RichWalk said:
Publicising a team as clean but with the stated intention of having (and producing winners) confuses me ; if your pathos is 'clean' then to some extent that must imply doping still exists, if you are producing winners then how, unless you are recruiting supermen, does that sit with the above?
Of course if its all 'marginal gains' and only an old guard of dopers left floating around the peleton then we can all sleep easy at night! Tad irreverant I know, but thats me!
The argument he puts forward can be summarised as follows:
1) During the height of the EPO era, it was essentially impossible to compete at the very top while clean and indeed it was essentially impossible for the less talented to keep up as pros at all.

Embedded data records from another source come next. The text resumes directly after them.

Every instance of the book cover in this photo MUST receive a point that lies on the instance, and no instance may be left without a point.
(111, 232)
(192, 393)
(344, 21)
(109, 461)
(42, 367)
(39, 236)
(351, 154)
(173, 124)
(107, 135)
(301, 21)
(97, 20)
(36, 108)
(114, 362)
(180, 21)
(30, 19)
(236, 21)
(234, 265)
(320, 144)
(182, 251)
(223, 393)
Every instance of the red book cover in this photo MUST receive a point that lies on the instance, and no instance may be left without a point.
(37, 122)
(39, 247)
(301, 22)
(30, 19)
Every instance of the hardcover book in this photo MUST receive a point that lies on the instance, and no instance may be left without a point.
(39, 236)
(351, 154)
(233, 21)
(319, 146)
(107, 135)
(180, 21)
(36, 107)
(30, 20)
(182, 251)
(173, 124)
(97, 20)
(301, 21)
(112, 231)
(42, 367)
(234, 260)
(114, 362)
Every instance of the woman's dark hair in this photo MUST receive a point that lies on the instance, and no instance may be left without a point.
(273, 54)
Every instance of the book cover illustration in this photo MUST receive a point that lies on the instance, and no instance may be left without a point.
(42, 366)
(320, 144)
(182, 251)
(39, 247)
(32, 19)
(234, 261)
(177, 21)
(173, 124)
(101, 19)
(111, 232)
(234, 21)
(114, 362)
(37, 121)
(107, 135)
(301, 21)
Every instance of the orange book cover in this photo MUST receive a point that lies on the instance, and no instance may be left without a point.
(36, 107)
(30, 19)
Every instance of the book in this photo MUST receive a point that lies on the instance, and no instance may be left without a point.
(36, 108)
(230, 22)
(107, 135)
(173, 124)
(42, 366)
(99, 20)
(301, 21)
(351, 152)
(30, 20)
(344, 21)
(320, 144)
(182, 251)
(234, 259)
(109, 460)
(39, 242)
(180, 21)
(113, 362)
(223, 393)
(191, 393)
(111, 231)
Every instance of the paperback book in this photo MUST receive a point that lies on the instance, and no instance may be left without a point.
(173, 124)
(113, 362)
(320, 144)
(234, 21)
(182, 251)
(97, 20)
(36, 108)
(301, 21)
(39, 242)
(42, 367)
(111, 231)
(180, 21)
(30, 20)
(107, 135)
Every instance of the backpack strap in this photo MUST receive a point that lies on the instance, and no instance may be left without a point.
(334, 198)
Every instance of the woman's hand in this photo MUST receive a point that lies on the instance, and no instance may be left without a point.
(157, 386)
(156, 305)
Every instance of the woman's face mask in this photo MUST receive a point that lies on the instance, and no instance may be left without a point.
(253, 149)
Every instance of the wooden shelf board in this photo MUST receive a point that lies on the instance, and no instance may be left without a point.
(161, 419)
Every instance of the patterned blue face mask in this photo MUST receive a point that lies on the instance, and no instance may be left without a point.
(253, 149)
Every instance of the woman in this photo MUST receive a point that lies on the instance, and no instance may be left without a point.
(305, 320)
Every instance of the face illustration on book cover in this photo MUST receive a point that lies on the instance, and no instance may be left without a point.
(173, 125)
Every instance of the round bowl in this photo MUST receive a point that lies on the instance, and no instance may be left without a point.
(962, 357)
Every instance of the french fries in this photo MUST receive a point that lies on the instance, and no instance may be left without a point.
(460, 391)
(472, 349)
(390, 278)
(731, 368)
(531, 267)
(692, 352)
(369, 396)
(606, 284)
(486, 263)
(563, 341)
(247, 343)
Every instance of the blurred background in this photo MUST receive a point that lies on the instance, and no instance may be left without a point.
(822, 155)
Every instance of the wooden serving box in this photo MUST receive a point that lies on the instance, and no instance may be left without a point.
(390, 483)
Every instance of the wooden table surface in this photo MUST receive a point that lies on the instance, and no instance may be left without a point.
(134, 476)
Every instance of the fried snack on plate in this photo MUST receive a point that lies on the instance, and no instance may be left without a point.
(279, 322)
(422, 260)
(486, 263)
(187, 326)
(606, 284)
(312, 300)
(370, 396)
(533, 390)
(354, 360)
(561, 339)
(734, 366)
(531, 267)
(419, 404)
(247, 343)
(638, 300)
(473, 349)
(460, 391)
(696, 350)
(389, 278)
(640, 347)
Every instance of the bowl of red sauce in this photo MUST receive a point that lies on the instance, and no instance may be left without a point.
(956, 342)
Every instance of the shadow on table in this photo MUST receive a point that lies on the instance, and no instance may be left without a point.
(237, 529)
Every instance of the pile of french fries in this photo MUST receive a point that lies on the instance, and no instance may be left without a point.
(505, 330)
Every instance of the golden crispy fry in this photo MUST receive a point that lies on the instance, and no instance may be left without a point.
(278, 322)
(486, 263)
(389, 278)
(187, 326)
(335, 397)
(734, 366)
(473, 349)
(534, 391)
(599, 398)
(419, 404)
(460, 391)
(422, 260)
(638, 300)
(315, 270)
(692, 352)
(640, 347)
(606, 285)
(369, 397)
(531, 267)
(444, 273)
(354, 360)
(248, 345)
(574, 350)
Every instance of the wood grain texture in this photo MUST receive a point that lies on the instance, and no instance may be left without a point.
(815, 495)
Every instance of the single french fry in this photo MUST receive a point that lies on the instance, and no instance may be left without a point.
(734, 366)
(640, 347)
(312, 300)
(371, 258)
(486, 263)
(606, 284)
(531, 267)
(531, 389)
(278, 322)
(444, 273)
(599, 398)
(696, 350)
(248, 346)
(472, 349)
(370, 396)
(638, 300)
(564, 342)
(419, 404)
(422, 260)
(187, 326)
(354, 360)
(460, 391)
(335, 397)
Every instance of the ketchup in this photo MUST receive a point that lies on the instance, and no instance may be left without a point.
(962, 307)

2) Current anti-doping practices (and in particular the combination of EPO testing and the biopassport) have greatly reduced the ability of riders to take enough of the hot sauce to produce truly superhuman performances. This can be demonstrated through power outputs, which are no longer beyond those anticipated by sports scientists.

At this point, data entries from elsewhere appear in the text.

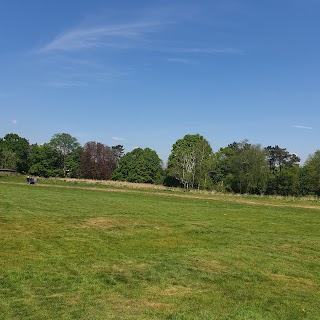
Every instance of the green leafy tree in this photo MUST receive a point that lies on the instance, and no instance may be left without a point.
(8, 159)
(97, 161)
(118, 152)
(140, 166)
(188, 162)
(241, 167)
(45, 161)
(312, 168)
(20, 147)
(70, 150)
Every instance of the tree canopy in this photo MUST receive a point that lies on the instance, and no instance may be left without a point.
(140, 165)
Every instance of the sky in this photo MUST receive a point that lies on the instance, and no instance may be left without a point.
(146, 73)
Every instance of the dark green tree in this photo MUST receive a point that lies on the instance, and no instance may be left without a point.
(118, 152)
(70, 149)
(140, 166)
(20, 147)
(189, 161)
(45, 161)
(97, 161)
(312, 168)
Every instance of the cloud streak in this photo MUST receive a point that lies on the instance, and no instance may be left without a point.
(119, 36)
(302, 127)
(118, 139)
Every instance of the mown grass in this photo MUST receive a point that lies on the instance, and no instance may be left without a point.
(71, 253)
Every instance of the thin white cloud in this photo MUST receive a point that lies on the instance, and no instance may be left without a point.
(180, 60)
(113, 36)
(302, 127)
(198, 50)
(118, 139)
(67, 84)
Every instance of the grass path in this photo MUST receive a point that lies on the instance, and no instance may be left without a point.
(212, 197)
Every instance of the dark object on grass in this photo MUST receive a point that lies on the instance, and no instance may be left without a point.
(31, 180)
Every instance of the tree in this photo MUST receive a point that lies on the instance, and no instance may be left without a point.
(97, 161)
(67, 146)
(312, 171)
(45, 161)
(140, 166)
(280, 158)
(253, 169)
(8, 159)
(188, 161)
(20, 147)
(241, 167)
(118, 152)
(284, 171)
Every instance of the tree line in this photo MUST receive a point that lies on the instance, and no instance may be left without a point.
(240, 167)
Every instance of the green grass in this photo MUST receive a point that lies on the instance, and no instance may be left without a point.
(72, 253)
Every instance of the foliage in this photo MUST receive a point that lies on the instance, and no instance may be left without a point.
(118, 152)
(140, 165)
(97, 161)
(8, 159)
(313, 166)
(16, 149)
(70, 150)
(189, 161)
(45, 161)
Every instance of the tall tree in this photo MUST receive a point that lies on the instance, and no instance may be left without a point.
(118, 152)
(67, 146)
(8, 159)
(45, 161)
(312, 171)
(140, 166)
(97, 161)
(20, 147)
(188, 161)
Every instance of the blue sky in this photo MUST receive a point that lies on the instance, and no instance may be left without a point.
(145, 73)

3) This doesn't mean that everyone is clean or anything similar. But it does mean that a highly talented clean rider can compete and win. Just as, for instance, a clean rider could do so before the EPO era when many were doped but dope was mostly itself the stuff of marginal gains. (As an aside, I strongly suspect that many of the substances taken in the old days were more the stuff of marginal losses).
4) The more effective anti-doping becomes, the less of an advantage doping gives you, the more the risk reward calculation on the part of cyclists and teams changes.
There are objections which can be raised to this argument, but it is reasonable and internally consistent. And it's also consistent with clean riders having the potential to win bigger races now than they did at other stages.